Data exposed: Customer names, email addresses, phone numbers, physical addresses, and purchase histories
Scale of damage: 2 GB of data listed on the dark web for just ₹180 (~$2)
The Consent Problem Hidden Inside This Breach
On the surface, the boAt breach looks like a cybersecurity failure. And it was. But underneath the technical failure lies a deeper consent management problem that every startup founder should study.
When you buy a pair of boAt earphones on Amazon or Flipkart, you provide personal data for one specific purpose: completing the transaction and receiving delivery. Your name, phone number, and address are needed for that order, and arguably for warranty service afterwards.
But here is the question the DPDP Act now forces companies to answer: why was that data still stored months or years after the transaction was complete?
Under Section 8(7) of the DPDP Act, a Data Fiduciary must delete personal data once the purpose for which it was collected has been fulfilled.
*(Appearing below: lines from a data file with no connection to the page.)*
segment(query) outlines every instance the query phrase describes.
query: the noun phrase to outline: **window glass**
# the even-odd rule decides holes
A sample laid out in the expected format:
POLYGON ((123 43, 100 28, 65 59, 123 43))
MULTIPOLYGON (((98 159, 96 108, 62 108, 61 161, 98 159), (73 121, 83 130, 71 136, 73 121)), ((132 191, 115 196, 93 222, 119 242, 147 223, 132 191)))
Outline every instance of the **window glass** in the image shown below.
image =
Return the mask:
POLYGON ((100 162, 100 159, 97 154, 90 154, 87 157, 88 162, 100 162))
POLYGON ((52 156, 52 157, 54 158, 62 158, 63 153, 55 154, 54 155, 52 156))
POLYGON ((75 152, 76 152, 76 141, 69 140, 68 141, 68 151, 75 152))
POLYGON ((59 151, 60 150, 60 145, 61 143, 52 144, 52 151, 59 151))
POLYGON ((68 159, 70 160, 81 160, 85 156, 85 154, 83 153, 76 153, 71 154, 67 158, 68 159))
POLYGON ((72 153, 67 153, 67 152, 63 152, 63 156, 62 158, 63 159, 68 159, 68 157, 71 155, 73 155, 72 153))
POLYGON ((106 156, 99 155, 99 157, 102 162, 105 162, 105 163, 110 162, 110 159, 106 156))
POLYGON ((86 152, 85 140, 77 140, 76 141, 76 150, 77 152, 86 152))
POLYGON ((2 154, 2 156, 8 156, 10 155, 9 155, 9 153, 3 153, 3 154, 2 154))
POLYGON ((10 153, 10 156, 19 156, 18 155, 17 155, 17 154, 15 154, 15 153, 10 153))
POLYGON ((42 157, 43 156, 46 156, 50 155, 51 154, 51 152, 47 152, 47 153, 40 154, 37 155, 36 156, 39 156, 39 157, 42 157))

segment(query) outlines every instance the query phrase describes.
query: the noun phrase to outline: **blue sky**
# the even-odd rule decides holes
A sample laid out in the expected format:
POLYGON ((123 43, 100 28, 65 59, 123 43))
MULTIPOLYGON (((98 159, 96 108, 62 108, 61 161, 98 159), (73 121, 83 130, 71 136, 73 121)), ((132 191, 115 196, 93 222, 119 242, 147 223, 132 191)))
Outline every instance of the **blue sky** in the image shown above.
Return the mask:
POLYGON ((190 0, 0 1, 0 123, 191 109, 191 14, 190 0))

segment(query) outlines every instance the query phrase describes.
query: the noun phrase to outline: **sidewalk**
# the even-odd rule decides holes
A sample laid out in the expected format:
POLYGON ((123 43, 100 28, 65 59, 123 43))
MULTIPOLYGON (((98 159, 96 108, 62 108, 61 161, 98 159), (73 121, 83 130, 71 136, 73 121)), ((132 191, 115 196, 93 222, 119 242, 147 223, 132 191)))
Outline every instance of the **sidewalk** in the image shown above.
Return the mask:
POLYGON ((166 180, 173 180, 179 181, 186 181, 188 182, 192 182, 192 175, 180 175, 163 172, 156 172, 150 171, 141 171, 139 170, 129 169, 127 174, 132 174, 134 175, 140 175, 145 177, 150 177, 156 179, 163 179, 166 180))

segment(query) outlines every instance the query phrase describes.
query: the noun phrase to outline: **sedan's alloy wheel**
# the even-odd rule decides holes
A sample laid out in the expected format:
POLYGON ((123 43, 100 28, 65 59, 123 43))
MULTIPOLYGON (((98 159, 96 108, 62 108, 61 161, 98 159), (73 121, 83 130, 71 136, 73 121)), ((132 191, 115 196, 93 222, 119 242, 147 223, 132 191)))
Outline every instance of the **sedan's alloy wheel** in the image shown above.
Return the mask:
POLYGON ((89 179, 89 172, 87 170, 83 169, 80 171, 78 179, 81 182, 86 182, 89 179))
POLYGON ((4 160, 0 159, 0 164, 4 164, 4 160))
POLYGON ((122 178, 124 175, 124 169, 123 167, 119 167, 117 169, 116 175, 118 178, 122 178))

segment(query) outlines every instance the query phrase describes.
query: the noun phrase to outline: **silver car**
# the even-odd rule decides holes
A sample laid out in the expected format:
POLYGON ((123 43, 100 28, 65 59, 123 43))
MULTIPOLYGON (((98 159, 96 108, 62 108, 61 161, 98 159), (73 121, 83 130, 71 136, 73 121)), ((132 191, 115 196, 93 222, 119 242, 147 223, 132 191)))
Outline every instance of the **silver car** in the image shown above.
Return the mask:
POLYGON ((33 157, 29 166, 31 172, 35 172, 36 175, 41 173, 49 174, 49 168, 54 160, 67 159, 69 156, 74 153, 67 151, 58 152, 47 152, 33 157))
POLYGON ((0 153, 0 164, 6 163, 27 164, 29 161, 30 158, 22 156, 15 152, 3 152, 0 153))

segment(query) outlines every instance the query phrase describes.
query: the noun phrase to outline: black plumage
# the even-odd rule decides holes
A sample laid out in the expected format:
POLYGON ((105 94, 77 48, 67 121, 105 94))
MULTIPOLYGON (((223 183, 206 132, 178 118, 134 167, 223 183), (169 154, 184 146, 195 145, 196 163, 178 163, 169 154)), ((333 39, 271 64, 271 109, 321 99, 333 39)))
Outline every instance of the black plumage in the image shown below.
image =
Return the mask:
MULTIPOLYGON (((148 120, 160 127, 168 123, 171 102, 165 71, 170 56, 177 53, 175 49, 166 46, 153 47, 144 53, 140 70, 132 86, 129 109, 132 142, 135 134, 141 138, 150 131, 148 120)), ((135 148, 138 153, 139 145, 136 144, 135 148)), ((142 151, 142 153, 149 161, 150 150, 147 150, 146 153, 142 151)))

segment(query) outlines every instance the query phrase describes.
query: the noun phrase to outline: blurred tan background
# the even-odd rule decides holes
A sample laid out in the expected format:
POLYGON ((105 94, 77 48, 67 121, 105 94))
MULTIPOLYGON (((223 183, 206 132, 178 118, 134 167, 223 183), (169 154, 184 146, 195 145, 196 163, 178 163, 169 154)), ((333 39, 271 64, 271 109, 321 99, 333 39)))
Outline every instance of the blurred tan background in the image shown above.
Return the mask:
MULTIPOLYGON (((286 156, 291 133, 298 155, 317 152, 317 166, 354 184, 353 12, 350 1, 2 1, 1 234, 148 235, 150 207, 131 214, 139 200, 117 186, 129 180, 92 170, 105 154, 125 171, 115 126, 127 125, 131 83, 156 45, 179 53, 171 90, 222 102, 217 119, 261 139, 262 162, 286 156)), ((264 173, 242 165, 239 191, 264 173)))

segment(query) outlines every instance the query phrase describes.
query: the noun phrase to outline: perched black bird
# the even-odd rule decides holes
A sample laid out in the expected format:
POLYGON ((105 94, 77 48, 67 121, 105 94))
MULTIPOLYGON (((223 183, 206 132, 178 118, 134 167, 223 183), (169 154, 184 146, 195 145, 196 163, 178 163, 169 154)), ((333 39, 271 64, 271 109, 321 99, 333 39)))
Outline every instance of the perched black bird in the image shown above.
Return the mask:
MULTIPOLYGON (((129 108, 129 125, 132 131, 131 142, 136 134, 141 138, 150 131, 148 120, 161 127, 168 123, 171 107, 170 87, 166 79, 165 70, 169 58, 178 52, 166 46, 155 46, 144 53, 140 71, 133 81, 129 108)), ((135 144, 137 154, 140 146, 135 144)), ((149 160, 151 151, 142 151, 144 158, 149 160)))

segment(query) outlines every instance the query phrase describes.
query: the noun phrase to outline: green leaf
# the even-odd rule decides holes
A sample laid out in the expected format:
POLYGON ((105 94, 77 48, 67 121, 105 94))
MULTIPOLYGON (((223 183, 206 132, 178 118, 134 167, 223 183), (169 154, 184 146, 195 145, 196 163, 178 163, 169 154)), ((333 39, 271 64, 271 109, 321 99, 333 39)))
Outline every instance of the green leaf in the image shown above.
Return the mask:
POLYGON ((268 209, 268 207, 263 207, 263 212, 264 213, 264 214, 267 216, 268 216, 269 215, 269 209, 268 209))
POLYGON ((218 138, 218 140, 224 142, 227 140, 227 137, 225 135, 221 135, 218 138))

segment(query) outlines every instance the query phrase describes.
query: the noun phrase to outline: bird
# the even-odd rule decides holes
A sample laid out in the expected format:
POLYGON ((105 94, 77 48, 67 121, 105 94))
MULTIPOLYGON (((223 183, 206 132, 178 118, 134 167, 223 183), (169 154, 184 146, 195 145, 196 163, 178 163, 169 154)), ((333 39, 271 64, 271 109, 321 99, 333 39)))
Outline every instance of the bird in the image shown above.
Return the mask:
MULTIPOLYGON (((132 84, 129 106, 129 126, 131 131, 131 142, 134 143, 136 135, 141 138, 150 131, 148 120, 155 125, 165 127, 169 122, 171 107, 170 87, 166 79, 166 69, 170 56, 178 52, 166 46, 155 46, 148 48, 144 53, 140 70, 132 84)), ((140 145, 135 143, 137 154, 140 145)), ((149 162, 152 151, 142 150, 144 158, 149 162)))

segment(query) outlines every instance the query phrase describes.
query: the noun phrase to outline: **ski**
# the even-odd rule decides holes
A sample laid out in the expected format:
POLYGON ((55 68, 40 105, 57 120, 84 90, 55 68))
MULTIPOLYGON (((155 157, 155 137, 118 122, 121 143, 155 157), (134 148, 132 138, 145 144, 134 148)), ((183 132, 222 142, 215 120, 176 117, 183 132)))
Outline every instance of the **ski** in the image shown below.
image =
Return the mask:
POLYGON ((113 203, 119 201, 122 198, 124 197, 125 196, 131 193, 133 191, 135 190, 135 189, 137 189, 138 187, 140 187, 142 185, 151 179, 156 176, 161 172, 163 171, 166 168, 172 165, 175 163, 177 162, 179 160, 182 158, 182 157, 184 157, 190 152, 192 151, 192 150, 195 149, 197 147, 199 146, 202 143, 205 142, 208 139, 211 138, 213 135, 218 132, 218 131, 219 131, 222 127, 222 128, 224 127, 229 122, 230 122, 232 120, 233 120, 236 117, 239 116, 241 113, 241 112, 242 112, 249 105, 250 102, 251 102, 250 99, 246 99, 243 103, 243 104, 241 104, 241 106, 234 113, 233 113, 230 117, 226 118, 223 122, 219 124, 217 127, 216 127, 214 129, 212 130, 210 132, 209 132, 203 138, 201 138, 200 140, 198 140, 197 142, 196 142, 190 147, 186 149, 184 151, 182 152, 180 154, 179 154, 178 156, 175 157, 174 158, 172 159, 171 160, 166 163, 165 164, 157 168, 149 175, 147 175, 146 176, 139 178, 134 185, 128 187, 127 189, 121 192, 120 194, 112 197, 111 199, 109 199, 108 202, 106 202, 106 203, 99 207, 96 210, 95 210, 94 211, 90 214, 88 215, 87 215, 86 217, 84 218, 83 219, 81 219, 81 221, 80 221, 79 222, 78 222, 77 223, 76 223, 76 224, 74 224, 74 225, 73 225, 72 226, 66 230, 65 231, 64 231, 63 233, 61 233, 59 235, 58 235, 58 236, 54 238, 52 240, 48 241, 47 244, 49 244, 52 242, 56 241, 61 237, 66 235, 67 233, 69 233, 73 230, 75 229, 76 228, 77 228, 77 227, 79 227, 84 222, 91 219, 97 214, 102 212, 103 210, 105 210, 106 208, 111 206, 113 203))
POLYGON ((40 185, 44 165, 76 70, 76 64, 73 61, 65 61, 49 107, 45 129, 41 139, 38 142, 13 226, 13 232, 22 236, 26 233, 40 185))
If you bought earphones in 2022 and the warranty expired in 2023, there is no lawful reason to retain your name, phone number, and address in 2024 unless:
You obtained fresh, specific consent to retain the data for a new purpose (e.g., marketing, loyalty programmes)
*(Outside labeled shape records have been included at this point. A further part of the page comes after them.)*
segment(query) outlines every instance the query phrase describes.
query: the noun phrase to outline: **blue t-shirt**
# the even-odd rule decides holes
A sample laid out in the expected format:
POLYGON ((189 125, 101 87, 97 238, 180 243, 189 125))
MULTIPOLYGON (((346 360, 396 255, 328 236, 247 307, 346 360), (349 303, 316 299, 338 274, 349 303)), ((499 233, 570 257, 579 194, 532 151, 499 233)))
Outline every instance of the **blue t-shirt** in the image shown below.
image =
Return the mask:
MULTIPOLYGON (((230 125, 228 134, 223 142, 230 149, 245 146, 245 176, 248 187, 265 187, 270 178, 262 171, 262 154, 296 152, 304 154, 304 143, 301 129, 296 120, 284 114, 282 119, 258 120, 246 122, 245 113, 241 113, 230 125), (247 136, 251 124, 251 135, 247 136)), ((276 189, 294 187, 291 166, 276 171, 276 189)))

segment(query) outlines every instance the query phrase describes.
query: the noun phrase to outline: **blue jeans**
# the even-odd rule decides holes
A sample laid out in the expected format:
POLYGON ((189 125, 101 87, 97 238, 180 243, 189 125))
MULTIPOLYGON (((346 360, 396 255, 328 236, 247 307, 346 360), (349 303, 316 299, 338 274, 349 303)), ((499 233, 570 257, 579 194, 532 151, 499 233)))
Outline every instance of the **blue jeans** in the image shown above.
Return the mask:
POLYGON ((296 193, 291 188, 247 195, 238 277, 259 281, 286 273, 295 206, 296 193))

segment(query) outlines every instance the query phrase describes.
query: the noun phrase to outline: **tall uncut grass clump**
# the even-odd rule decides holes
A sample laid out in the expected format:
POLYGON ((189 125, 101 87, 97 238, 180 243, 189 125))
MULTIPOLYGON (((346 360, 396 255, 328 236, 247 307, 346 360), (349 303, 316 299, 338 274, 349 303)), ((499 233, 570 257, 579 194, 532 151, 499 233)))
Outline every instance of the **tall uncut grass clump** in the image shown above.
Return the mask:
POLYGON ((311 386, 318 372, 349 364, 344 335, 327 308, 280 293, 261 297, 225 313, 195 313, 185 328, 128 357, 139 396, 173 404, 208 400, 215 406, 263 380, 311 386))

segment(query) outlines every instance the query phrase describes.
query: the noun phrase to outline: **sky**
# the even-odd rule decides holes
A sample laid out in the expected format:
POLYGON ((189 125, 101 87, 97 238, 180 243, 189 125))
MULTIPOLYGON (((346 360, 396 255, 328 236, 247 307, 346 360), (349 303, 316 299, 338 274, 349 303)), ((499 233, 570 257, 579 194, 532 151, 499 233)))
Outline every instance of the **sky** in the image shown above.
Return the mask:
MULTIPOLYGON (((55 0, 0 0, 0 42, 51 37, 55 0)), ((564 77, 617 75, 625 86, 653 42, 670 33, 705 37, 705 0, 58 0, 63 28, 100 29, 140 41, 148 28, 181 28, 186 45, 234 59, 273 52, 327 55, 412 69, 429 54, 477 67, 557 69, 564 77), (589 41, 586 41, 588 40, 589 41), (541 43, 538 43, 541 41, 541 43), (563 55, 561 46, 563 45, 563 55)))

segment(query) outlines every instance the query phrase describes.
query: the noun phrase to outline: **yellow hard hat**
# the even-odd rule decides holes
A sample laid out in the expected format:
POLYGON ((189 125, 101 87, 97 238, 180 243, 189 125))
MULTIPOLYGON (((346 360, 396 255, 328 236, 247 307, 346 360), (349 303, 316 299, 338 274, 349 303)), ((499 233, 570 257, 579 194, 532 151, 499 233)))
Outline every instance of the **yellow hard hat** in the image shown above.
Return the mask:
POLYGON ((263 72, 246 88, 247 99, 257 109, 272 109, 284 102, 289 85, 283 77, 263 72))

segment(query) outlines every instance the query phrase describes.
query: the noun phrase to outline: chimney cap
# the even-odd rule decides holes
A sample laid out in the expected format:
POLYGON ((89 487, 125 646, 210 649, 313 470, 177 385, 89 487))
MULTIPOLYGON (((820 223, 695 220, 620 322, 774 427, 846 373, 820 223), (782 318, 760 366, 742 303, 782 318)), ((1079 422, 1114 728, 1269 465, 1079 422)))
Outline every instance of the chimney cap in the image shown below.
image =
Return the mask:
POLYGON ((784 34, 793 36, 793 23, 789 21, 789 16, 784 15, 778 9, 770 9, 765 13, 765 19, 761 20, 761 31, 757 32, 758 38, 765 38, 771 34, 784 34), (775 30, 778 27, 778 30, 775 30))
Retention is required by another law (e.g., tax records under the Income Tax Act)
The 7.5 million records that ended up on the dark web almost certainly included customers whose transaction purpose had long been served. Under the DPDP Act, retaining that data without a valid consent basis would itself be a violation, before the breach even happened.
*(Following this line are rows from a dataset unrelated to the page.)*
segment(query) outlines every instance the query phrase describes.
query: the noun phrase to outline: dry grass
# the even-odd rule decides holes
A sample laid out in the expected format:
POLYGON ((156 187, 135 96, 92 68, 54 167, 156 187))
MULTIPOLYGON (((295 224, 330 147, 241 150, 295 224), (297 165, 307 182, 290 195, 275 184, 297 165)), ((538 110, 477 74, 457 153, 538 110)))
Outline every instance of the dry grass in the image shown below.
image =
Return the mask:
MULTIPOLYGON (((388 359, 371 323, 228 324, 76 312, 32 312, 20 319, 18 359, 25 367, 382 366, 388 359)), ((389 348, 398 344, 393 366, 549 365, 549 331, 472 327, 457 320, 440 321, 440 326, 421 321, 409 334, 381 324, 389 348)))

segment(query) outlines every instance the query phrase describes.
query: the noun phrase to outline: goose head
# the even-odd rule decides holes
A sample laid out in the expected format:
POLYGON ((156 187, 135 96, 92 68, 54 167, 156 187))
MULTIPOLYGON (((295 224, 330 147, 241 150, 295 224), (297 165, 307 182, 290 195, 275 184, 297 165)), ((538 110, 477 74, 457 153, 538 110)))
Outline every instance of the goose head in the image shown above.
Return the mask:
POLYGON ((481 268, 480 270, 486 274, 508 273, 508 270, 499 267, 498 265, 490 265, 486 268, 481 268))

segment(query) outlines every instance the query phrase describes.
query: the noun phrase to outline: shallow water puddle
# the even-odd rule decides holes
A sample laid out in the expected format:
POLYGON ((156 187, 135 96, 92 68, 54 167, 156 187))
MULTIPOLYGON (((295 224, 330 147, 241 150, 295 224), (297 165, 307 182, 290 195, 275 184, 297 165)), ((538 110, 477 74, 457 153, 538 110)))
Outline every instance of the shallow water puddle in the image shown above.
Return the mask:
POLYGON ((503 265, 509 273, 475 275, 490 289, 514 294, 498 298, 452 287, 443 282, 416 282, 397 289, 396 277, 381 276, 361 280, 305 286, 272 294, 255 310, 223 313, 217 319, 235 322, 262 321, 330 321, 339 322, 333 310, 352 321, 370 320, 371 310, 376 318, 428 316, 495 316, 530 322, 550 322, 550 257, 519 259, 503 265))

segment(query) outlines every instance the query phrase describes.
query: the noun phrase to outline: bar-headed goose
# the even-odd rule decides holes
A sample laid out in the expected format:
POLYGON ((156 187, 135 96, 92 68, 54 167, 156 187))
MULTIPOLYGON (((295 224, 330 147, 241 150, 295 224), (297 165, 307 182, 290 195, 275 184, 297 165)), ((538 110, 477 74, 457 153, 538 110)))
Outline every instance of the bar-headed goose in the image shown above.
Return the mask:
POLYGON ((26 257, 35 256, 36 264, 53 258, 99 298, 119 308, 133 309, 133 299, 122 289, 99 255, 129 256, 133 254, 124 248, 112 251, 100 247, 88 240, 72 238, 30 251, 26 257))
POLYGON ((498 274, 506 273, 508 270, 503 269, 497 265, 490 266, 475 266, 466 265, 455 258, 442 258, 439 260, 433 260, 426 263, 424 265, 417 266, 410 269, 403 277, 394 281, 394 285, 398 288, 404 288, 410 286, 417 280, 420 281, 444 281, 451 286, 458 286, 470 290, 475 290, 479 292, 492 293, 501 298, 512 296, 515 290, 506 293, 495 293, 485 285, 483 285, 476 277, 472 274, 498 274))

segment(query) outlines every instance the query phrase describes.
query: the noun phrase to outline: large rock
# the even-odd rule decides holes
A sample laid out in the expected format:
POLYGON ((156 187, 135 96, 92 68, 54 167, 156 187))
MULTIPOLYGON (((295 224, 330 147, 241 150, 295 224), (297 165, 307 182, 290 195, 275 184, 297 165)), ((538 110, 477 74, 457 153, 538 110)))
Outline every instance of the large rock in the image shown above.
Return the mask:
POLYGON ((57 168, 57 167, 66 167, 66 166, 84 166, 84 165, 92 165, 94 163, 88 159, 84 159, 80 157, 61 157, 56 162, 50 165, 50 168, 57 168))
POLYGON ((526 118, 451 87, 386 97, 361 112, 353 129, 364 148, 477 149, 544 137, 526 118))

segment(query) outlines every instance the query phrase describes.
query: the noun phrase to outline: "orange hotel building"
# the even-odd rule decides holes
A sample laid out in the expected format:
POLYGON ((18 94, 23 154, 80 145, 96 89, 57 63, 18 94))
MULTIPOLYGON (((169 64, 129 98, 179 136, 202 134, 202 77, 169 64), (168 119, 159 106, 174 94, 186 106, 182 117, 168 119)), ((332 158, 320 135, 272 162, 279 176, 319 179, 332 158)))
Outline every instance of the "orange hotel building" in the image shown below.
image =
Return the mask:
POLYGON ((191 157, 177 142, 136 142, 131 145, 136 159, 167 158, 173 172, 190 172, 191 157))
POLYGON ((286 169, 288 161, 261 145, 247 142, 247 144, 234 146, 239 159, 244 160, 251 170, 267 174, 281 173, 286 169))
Building a Consent System That Works
For founders building products today, consent compliance is a design problem as much as a legal one. Here is what a compliant consent flow looks like in practice:
Step 1: Map your data. Before writing a single line of privacy policy, understand what personal data your product collects, where it flows, and who processes it. This includes third-party tools, analytics SDKs, payment gateways, and cloud storage.
Step 2: Draft standalone notices. For each distinct processing purpose, create a clear notice. If you collect data for order fulfilment and separately for marketing, those are two separate notices with two separate consent requests.
Step 3: Build granular consent capture. Design your UI to allow users to consent to individual purposes, not an all-or-nothing bundle. Use toggle switches, purpose-specific consent screens, or layered consent flows.
Step 4: Create withdrawal mechanisms. Ensure users can withdraw consent as easily as they gave it. If consent was a single tap, withdrawal should be a single tap too.
Step 5: Log everything. Maintain timestamped records of every consent action: when it was given, for what purpose, in what language, and when it was withdrawn. These logs become your evidence if the Data Protection Board ever investigates.